A ninfa seria a personagem que apresentaria em suas madeixas e vestidos esse movimento da alma. Fixar o movimento da vida em uma imagem fora uma das grandes questões dos antigos que pareceu voltar à tona no Renascimento toscano. A vida humana é o elemento fundamentalmente fugaz. A imagem é, frente à vida, o elemento de sobrevivência. A certeza, ou a esperança, que temos é que a imagem sobreviva a nós. E como apresentar o movimento de algo tão volátil como a vida numa materialidade mais duradoura, seja ela pedra, madeira ou tela. Essa é uma das mais profundas e antigas questões que o homem travou com a imagem. Essa é uma das mais profundas e angustiantes questões que parecemos querer resolver com a ninfa. Pensar a ninfa como uma personagem teórica warburguiniana a inscreve exatamente como heroína de um tempo distante que sempre retorna (Campos, 2020, p. 237).

Estamos, portanto, de frente a uma montagem, como pode ser chamado este trabalho de Warburg: um método que tenta, de algum modo, suscitar o aparecimento, no encontro de imagens dissemelhantes, de certas relações íntimas, de certas correspondências capazes de propiciar um conhecimento transversal da inesgotável complexidade daqueles objetos (Didi-Huberman, 2013b). Pode-se dizer que, por meio do Atlas, o historiador da arte alemão se propunha a compor uma outra história da arte:

O atlas warburgiano é um objeto pensado a partir de uma aposta. A aposta de que as imagens, agrupadas de certa maneira, nos ofereceriam a possibilidade - ou melhor, o recurso inesgotável - de uma releitura do mundo. Vincular de modo diferente os pedaços díspares, redistribuir a sua disseminação, um modo de a orientar e de a interpretar, é certo; mas também de a respeitar, de a remontar sem pretender resumi-la nem esgotá-la (Didi-Huberman, 2013b, p. 21).

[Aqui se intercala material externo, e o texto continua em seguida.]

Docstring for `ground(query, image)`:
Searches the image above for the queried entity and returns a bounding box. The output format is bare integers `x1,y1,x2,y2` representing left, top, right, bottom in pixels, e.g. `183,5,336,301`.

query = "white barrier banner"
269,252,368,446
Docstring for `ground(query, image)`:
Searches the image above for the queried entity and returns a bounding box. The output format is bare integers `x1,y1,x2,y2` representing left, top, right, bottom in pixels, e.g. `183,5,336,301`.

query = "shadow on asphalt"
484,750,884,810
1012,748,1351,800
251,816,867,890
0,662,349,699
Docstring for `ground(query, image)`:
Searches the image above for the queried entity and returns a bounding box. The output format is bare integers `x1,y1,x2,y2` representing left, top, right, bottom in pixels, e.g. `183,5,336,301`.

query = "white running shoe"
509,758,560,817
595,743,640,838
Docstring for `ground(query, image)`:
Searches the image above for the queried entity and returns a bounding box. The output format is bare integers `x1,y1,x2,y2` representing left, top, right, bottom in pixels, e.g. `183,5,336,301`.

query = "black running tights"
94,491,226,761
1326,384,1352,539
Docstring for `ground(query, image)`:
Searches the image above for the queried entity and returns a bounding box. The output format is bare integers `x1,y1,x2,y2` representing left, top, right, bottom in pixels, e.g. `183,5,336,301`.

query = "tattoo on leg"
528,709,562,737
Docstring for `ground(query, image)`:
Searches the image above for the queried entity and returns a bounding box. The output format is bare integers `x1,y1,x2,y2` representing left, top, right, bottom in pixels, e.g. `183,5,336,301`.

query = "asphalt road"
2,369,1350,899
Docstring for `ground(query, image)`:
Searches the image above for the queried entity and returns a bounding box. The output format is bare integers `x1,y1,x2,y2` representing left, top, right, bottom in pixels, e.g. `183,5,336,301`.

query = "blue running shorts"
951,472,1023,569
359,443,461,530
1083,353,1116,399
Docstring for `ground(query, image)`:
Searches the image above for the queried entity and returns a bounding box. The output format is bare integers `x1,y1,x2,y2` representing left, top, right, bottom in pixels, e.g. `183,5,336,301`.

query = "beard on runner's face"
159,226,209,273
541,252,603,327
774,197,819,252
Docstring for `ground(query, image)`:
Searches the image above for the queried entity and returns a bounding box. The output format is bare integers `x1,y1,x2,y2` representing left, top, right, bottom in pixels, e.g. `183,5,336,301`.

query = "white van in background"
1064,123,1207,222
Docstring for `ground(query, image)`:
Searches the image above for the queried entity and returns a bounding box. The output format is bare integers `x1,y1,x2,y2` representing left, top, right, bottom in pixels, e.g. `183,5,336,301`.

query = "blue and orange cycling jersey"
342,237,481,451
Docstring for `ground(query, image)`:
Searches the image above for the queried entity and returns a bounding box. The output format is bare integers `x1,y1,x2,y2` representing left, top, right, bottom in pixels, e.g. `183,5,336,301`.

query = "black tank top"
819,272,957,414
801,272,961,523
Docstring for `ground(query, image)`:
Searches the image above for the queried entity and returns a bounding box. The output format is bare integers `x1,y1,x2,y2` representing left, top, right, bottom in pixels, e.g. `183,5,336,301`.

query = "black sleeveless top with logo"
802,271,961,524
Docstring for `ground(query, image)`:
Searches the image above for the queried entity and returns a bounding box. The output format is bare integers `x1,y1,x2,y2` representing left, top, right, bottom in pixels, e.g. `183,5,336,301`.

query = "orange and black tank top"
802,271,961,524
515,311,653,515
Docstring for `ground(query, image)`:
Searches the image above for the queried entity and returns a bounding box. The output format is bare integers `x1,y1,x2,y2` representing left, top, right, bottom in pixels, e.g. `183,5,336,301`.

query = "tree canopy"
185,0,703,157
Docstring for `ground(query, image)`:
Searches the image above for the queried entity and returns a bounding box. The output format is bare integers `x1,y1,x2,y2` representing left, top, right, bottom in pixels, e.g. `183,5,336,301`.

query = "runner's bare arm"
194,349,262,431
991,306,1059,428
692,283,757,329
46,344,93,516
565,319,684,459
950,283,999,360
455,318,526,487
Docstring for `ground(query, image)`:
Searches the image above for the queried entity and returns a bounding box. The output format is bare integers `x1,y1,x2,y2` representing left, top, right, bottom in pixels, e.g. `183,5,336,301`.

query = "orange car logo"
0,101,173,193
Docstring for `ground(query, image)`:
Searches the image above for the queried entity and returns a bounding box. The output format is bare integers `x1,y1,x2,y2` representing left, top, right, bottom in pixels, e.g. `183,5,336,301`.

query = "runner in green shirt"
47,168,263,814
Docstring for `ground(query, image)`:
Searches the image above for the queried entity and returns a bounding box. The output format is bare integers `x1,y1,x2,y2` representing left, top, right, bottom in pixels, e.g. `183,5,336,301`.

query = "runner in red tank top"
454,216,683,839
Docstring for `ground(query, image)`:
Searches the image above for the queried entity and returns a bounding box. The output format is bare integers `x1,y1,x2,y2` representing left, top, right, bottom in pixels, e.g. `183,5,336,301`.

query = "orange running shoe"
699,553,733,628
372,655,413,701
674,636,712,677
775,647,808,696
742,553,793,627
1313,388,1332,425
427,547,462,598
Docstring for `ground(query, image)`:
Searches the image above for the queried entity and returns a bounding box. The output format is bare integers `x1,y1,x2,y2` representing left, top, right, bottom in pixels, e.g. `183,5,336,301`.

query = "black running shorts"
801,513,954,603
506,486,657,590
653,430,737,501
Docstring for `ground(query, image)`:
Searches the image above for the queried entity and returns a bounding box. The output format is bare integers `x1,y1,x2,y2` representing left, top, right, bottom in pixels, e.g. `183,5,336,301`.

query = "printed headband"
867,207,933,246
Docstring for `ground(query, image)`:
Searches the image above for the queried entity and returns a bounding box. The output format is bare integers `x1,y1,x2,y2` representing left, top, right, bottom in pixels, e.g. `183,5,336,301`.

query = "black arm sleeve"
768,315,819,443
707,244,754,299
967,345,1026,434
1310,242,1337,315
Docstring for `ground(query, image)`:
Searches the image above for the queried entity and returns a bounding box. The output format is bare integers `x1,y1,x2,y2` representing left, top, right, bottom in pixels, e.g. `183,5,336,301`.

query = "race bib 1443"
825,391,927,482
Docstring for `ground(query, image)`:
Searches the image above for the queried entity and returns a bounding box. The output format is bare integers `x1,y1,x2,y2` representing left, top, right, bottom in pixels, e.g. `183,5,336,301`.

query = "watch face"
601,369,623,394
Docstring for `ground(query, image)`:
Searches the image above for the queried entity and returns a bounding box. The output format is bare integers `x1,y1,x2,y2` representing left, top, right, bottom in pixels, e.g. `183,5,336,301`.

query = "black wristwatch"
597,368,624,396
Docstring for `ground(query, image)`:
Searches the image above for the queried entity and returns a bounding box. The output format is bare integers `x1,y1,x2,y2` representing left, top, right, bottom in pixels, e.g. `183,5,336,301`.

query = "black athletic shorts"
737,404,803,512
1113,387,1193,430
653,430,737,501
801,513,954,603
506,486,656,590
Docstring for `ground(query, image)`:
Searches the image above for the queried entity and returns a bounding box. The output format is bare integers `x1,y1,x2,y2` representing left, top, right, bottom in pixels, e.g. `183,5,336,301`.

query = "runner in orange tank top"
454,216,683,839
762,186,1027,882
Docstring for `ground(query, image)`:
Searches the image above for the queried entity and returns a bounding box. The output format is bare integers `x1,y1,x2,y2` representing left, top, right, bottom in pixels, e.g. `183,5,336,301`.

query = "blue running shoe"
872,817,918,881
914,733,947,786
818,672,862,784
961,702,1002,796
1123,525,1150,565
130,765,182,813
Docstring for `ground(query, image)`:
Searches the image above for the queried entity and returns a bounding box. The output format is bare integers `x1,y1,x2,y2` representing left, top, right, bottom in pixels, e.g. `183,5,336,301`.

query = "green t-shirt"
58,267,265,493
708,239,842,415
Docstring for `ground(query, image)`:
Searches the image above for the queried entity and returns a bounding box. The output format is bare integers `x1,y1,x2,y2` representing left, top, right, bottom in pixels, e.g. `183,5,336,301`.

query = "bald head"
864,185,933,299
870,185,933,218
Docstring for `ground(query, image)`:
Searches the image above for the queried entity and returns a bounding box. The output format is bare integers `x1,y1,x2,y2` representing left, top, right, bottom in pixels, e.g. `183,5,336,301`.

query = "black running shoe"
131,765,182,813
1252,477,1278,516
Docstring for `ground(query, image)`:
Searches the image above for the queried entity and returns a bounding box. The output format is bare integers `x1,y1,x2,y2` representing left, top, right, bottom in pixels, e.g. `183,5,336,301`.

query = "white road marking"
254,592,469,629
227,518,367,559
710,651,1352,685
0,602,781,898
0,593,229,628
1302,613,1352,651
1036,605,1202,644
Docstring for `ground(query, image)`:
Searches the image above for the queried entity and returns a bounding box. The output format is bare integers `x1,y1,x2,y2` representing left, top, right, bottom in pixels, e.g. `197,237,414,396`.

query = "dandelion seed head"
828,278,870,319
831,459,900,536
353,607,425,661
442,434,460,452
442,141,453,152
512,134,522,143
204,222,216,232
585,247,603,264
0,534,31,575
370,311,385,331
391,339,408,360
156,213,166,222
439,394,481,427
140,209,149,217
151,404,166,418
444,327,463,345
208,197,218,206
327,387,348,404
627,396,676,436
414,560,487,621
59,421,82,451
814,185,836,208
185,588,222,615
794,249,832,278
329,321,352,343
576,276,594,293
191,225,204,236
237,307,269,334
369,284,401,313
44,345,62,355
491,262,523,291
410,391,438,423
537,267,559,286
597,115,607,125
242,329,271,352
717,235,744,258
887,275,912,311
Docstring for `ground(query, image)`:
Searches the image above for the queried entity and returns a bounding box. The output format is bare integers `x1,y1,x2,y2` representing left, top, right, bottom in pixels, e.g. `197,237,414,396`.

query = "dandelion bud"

Assim, o Atlas era um exercício de colocar, lá onde o historicismo havia falhado, o pensamento em movimento, um pensamento pela montagem. O princípio motor do Atlas, da montagem, é a imaginação. Não falamos da imaginação como uma fantasia pessoal gratuita, mas como um exercício intenso que, no ato de olhar, pode “[...] por o múltiplo em movimento, de não isolar nada, de fazer surgir os hiatos e as analogias, as indeterminações e as sobredeterminações em jogo na imagem” (Didi-Huberman, 2012, p. 155). Com efeito, a imaginação - a exemplo do Atlas de Warburg - nos permite montar e desmontar imagens de formas plurais, colocando-as em um permanente intercâmbio capaz de, utilizando o termo de Foucault (2013b), multiplicar os acontecimentos.

Produzir uma história pela montagem é, talvez, fazer uma outra história. Com efeito, e afastada das sínteses e das ficções tornadas verdades, esta outra história nos exige assumir algo tão singular como as próprias imagens que coloca em diálogo: a multiplicação dos sentidos das imagens no momento em que são colocadas uma ao lado da outra. A imaginação se tornaria, então, o gatilho para uma (des/re)montagem das sobrevivências das imagens, em uma anacronização radical da própria história. Mais centralmente, imaginar as sobrevivências da imagem por meio da montagem é, como nos convidou Didi-Huberman (2015b, p. 16, grifo nosso) a partir de Warburg, problematizar ‘a anacronização da própria história’ por uma questão intransponível: “[...] como dar conta do ‘presente’ dessa experiência [diante da imagem], da ‘memória’ que ela convoca, do ‘futuro’ que ela insinuava?”. É, pois, de uma radical anacronização do tempo - em suas três dimensões possíveis: presente, passado e futuro - que a história, por sua vez, se vê anacronizada.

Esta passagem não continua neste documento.